But he couldn’t pinpoint the reason for its percentage of winners. “I could only guess.”

The store’s lucky charm might be Angela Goens, who has worked there 11 years and oversees lottery operations.

She said the 50-cent Pick 3 and Pick 4 games are the most popular ones among her customers.

“We have a Lucky Numbers Board on which we display some suggested numbers to play. I pick those numbers out of my head. A lot of customers do play them. Every month, we have winners doing that. During May, we had four or five winners.”

The numbers change daily.

Lottery players tend to have their favorite outlets and games, which can vary by location and neighborhood.

Customers at Hall’s Carryout in Beavercreek and at the Crown East Marathon in Franklin are higher rollers.

Hall’s owner Pat Patel, who bought the store four years ago, said the instant $20 and $10 lottery games are most popular there.

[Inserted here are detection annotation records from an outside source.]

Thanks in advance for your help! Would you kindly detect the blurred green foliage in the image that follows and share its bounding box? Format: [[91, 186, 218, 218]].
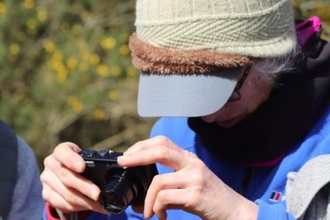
[[0, 0, 330, 168]]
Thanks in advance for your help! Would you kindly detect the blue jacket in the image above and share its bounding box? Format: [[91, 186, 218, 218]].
[[45, 16, 330, 220], [76, 105, 330, 220]]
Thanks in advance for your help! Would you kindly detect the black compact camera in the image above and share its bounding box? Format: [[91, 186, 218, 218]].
[[79, 149, 158, 214]]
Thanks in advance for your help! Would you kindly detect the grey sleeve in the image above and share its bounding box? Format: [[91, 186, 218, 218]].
[[8, 137, 45, 220]]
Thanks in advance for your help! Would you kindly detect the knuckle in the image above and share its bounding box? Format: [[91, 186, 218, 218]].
[[156, 135, 171, 146]]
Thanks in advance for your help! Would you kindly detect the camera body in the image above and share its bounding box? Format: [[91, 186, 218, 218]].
[[78, 149, 158, 214]]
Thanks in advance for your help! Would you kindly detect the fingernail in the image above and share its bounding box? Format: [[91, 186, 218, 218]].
[[117, 156, 127, 163]]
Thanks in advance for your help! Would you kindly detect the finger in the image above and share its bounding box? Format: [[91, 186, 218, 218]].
[[41, 166, 106, 213], [53, 142, 85, 173], [152, 189, 196, 219], [132, 205, 144, 213], [118, 137, 196, 170], [144, 171, 190, 218]]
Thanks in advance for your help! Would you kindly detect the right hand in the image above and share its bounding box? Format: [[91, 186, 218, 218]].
[[40, 142, 108, 214]]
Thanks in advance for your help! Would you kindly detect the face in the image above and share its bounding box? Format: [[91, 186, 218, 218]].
[[202, 67, 275, 128]]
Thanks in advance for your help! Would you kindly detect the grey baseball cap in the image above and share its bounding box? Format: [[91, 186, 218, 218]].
[[138, 67, 242, 117]]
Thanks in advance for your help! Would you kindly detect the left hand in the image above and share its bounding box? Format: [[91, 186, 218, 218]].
[[118, 136, 258, 220]]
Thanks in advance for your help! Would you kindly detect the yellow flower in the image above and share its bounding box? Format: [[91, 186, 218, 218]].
[[23, 0, 35, 9], [57, 67, 68, 84], [90, 54, 100, 65], [43, 40, 55, 53], [9, 43, 21, 55], [94, 109, 105, 120], [66, 95, 76, 105], [26, 18, 37, 29], [79, 62, 89, 71], [119, 44, 130, 56], [72, 100, 83, 112], [37, 7, 48, 22], [108, 90, 119, 102], [79, 50, 90, 61], [53, 50, 63, 60], [66, 57, 78, 69], [96, 64, 109, 76], [100, 37, 117, 49]]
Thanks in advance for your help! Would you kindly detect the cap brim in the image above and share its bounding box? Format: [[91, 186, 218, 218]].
[[138, 68, 241, 117]]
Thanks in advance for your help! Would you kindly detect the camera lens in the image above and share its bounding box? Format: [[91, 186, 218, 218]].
[[99, 169, 137, 214]]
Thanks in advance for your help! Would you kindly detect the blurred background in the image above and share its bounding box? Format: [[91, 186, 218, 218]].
[[0, 0, 330, 169]]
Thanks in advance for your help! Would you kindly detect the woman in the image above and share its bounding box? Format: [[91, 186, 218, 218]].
[[41, 0, 330, 220]]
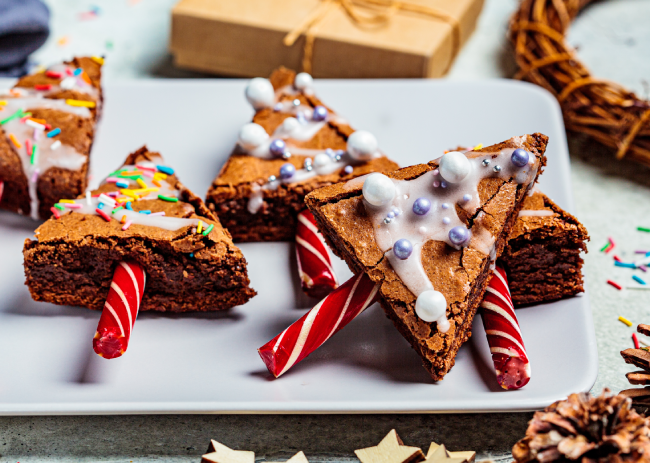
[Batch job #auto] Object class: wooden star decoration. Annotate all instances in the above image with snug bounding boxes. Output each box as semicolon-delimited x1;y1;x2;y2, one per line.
269;450;309;463
424;442;476;463
354;429;424;463
201;439;255;463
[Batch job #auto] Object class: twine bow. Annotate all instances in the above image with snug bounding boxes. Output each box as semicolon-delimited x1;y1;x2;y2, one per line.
283;0;460;73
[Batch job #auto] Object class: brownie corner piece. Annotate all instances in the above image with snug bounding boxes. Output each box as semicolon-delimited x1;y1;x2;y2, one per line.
500;191;589;306
306;134;548;380
23;148;256;312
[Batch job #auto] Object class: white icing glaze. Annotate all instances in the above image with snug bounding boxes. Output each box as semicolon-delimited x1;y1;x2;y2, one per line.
360;149;539;332
0;91;91;219
237;73;381;214
59;160;199;231
519;210;555;217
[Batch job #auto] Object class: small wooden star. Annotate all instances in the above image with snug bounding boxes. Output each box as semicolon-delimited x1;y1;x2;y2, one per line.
269;450;309;463
201;439;255;463
425;442;476;463
354;429;424;463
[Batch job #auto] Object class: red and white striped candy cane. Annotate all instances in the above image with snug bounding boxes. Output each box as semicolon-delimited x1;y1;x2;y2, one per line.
257;273;379;378
481;266;530;389
93;261;147;359
296;210;339;298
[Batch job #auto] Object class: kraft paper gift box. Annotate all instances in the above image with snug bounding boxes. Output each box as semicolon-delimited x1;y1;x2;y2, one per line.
170;0;483;78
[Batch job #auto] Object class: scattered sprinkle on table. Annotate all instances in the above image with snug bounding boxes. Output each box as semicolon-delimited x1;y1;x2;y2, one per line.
618;317;632;326
607;280;623;291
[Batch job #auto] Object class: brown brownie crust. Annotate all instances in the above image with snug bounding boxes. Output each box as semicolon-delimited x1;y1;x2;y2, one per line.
0;57;103;220
23;147;255;312
306;134;548;380
499;191;589;306
206;68;399;241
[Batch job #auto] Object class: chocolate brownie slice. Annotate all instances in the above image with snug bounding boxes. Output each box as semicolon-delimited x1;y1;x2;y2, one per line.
499;191;589;305
306;134;548;380
23;147;255;312
0;58;103;219
206;68;399;245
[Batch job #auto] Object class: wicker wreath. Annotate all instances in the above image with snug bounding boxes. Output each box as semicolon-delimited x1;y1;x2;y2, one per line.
509;0;650;165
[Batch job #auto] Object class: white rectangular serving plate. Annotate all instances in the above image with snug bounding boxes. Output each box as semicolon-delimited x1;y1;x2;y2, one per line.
0;79;597;415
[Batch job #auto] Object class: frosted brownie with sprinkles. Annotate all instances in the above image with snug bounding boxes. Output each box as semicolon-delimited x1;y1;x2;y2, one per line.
206;68;398;241
23;147;255;312
306;133;548;380
0;57;103;220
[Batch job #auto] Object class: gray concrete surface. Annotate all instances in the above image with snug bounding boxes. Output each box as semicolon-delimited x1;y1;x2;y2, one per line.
0;0;650;463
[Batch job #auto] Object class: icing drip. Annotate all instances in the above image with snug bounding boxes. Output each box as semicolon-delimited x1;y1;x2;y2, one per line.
59;161;199;231
519;210;555;217
0;90;91;219
237;73;380;214
360;149;538;332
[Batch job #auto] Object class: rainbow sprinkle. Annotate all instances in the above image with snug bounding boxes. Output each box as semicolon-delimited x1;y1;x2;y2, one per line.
607;280;623;291
618;317;632;326
65;99;95;108
156;165;174;175
203;224;214;236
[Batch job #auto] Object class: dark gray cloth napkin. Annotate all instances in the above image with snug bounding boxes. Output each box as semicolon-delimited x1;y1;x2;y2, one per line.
0;0;50;77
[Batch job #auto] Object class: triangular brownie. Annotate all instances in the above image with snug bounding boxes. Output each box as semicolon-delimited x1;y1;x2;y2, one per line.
306;134;548;380
206;68;399;241
23;147;255;312
0;57;103;220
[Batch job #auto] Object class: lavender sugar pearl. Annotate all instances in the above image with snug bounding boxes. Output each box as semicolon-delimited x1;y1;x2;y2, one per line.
413;198;431;215
311;105;327;122
269;138;287;157
510;148;530;167
280;163;296;180
449;225;469;246
393;238;413;260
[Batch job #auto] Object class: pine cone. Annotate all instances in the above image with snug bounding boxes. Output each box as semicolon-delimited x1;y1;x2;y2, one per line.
512;389;650;463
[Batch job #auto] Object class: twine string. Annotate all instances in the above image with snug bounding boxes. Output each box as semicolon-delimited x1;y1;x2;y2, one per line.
283;0;460;73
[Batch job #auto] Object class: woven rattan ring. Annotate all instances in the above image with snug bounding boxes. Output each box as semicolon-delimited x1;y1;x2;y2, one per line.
509;0;650;165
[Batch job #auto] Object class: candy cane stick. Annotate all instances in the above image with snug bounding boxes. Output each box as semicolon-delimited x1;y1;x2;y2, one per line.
93;261;147;359
481;266;530;389
296;210;339;298
257;273;379;378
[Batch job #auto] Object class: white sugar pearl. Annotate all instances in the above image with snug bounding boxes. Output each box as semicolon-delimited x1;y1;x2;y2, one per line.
282;117;300;134
415;289;447;322
348;130;378;161
245;77;275;109
439;151;472;183
363;173;396;206
293;72;314;90
312;153;332;173
239;122;269;150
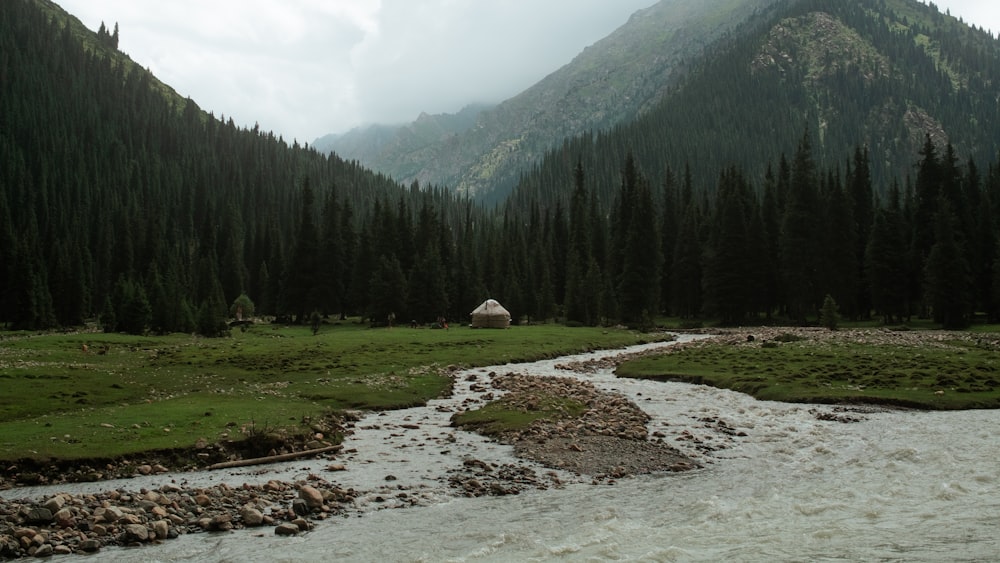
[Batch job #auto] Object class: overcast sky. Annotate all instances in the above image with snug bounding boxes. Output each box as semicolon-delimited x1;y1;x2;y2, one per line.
58;0;1000;143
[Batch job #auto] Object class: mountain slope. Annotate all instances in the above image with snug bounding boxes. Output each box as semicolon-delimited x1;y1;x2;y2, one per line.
514;0;1000;212
316;0;774;199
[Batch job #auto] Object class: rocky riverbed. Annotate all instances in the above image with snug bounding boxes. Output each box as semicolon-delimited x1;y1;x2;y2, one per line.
0;342;697;558
0;329;976;558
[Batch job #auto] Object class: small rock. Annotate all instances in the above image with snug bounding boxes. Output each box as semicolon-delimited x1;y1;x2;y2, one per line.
79;538;101;553
240;506;264;527
299;485;323;508
125;524;149;543
292;498;309;516
292;518;310;532
25;507;52;524
42;495;66;514
153;520;170;540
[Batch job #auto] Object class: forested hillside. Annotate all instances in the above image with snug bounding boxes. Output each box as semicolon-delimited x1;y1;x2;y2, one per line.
0;0;486;334
0;0;1000;335
505;0;1000;326
317;0;775;203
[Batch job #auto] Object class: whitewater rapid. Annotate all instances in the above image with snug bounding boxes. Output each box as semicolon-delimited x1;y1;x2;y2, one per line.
2;336;1000;561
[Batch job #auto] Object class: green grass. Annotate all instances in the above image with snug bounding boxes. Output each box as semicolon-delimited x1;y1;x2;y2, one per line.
0;322;649;460
616;338;1000;410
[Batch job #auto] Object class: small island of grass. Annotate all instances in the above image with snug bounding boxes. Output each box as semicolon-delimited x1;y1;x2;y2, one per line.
615;329;1000;410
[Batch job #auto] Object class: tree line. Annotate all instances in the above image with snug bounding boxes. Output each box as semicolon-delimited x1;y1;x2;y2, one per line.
0;1;1000;336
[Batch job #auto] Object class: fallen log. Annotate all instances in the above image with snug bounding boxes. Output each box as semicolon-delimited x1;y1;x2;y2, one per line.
206;444;344;471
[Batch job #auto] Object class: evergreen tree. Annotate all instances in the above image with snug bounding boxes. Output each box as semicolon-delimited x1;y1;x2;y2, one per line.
673;203;702;319
865;184;908;324
702;168;751;325
924;196;972;330
781;131;819;324
617;156;662;327
285;176;323;323
368;254;408;323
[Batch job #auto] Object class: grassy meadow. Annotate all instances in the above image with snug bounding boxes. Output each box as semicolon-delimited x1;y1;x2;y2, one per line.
616;331;1000;410
0;321;651;461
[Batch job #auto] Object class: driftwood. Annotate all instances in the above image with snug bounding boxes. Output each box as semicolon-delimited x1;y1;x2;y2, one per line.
207;444;344;471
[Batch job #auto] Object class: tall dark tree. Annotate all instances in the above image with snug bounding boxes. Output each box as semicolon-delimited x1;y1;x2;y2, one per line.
285;176;323;323
616;155;663;326
865;184;908;324
924;196;973;329
780;131;819;324
672;203;702;319
702;168;752;325
847;147;875;319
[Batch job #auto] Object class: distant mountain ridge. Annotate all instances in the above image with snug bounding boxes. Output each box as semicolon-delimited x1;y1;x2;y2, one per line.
507;0;1000;211
313;0;776;200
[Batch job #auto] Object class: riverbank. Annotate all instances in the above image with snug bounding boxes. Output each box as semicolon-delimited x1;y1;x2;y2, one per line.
0;340;708;558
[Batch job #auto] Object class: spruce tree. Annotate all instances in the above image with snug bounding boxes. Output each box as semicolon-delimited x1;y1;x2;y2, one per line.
924;197;972;330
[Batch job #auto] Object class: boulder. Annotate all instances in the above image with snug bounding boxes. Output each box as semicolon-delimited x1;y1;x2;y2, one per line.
124;524;149;543
299;485;323;509
153;520;170;540
240;506;264;527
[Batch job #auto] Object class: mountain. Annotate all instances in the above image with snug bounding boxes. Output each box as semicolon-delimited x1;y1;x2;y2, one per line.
510;0;1000;209
314;0;774;200
312;104;492;183
0;0;483;336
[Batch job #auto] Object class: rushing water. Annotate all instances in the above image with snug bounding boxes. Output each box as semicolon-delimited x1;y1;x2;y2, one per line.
4;334;1000;561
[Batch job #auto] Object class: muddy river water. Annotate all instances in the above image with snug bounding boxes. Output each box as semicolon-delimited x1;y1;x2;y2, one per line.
0;336;1000;562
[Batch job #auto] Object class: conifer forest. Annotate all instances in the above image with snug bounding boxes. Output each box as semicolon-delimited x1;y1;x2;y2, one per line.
0;0;1000;336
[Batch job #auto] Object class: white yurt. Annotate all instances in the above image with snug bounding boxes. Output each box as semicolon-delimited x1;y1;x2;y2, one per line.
471;299;510;328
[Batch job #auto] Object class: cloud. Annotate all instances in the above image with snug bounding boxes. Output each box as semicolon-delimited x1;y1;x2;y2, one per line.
50;0;1000;142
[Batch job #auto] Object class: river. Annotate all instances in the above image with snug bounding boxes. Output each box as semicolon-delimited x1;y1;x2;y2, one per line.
3;336;1000;561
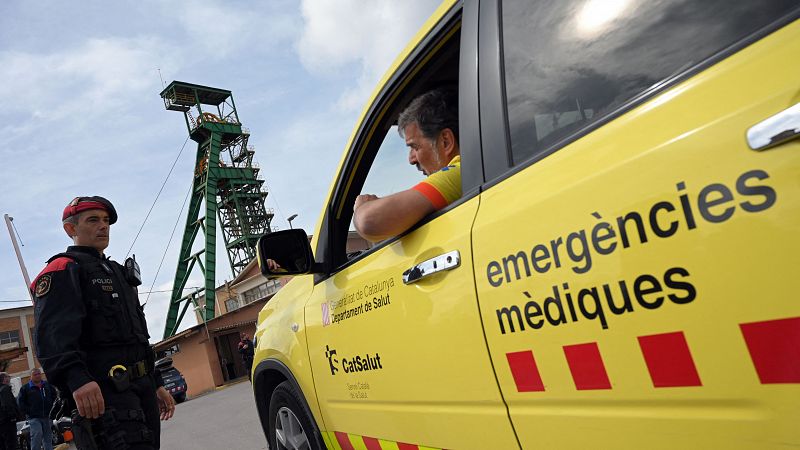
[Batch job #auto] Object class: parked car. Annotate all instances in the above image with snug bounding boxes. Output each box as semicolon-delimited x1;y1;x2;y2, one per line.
156;356;188;403
253;0;800;450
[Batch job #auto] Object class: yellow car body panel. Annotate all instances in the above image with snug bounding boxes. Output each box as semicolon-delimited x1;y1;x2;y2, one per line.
306;197;517;449
473;16;800;449
255;1;800;449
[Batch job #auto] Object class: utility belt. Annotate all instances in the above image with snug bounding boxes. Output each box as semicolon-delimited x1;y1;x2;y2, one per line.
108;359;153;392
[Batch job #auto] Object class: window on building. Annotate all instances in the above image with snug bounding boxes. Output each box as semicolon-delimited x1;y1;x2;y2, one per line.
225;297;239;311
164;344;181;356
241;280;281;311
0;330;19;345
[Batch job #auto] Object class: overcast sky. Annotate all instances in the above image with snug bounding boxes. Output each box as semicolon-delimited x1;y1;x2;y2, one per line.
0;0;438;341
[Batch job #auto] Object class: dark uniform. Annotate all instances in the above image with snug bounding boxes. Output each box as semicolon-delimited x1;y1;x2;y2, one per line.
31;199;163;450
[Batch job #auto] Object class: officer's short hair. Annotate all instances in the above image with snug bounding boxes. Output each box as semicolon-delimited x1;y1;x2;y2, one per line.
61;212;83;225
397;88;458;142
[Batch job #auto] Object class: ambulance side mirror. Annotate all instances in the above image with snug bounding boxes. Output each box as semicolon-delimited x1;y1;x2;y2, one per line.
256;229;316;278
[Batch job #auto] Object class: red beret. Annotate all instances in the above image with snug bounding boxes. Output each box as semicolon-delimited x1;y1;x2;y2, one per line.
61;195;117;224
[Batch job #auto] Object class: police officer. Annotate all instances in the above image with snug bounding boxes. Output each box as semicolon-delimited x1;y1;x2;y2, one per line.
31;196;175;450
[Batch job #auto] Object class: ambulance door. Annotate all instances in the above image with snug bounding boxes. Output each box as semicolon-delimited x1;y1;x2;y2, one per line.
473;0;800;449
305;5;518;449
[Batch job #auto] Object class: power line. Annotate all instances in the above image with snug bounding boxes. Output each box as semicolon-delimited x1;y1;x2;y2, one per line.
0;286;202;303
124;136;189;259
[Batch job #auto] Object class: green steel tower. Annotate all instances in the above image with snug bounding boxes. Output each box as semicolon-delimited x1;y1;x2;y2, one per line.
161;81;273;339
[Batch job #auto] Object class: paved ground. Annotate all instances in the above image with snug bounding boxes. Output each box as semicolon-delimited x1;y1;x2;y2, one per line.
161;381;267;450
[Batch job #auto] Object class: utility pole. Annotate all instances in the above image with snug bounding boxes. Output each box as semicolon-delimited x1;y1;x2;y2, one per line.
3;214;33;303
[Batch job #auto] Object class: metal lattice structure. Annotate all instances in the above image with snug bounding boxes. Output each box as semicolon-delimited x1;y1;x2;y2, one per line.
161;81;273;339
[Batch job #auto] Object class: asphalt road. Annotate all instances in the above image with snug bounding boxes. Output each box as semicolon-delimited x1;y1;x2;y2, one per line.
161;381;267;450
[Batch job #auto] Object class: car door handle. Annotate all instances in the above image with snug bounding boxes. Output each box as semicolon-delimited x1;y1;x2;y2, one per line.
747;103;800;152
403;250;461;284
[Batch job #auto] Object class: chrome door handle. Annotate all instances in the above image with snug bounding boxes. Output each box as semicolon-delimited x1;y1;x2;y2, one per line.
747;103;800;151
403;250;461;284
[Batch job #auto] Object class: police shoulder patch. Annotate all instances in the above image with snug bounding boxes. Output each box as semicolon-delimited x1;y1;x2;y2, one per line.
34;273;52;297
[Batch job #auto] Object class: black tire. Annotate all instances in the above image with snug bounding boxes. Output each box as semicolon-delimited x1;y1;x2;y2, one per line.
267;381;325;450
17;434;31;450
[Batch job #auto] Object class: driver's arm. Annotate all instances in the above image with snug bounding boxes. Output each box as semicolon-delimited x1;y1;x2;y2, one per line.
353;189;436;242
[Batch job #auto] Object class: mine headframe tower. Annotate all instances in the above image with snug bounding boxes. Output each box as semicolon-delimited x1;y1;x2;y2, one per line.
160;81;273;339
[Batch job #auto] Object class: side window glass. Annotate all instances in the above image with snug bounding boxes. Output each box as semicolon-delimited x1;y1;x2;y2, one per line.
361;125;425;205
502;0;797;165
347;125;425;259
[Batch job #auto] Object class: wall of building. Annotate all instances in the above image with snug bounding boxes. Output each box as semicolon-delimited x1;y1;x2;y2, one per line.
155;299;267;398
0;306;38;382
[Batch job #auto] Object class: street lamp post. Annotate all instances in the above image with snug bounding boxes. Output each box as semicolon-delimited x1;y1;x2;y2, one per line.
3;214;34;303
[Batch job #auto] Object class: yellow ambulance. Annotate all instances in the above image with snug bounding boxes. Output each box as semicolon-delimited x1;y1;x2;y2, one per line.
253;0;800;450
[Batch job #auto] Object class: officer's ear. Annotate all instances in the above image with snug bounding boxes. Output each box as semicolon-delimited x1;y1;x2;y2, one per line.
64;222;75;238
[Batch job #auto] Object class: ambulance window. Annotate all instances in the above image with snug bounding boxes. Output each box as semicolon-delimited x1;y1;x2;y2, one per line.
502;0;797;165
361;125;425;207
322;16;461;270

“They know that if they win those, the prizes tend to be bigger. They don’t like to play the scratch-off games as much, but we sell a lot of those, too,” he said.

“Most of them are the regulars, but we are on a busy corner and always get some new customers who are working in the area or passing through.”

Patel said lottery “is an important part of our business. The commissions add up. They help pay my utility bill at the end of the month.”

Kilbane Seckers said stores earn a statewide average of 6.2 percent in commissions on sales and for cashing tickets. The rest of the proceeds from lottery sales, by state law, are used for education purposes in Ohio.

Customers at Bee Gee’s in Kettering favor the scratch-off tickets. “There are more than 60 of those, but our people love them,” said store clerk Kody Myers.

Big sellers at one of Miami County’s lottery leaders, Action GBW (Gas, Beer, Wine) on Staunton Road in Troy, are $5 games including Cashword, Blackout Bingo and Cash Blowout.

“We have one lady who will come in and do $50 of those at a time,” said employee Susan Spiers. “We’ll go through a strand of 50 of those once or twice a day. When we order more, we order a lot of those.”

Gary Gill, owner of the Crown East Marathon on South Dixie Highway in Franklin, said, “We’ve had people win $10,000 and $2,500. We probably have a $1,000 winner monthly and $500 winners two or three times a month.”

The most popular games there are “the scratch-offs. Those can range from $1 to $20. People who play here favor the $20 ones,” he said.

Ohio has had only two Powerball jackpot winners – both in 2010, in the Columbus and Toledo regions. But the state has captured 17 $1 million to $2 million prizes in that game since 2012.

The Ohio Lottery said it awards almost 10 million prizes per month. Most are $100 or less.

The “lucky store” locator on its website pinpoints locations where tickets worth $1 million or more have been awarded since 2011. A search centered in Dayton brings two results: the Meijer on Ohio 741 in West Carrollton and the West Main Street BP station in Springfield.

Kilbane Seckers said no one knows where the next one will be sold. “It might be at a high-volume seller like Bee Gee’s, which has sold Ohio Lottery since 1995. Or it might be at a store in the smallest town in Preble County.”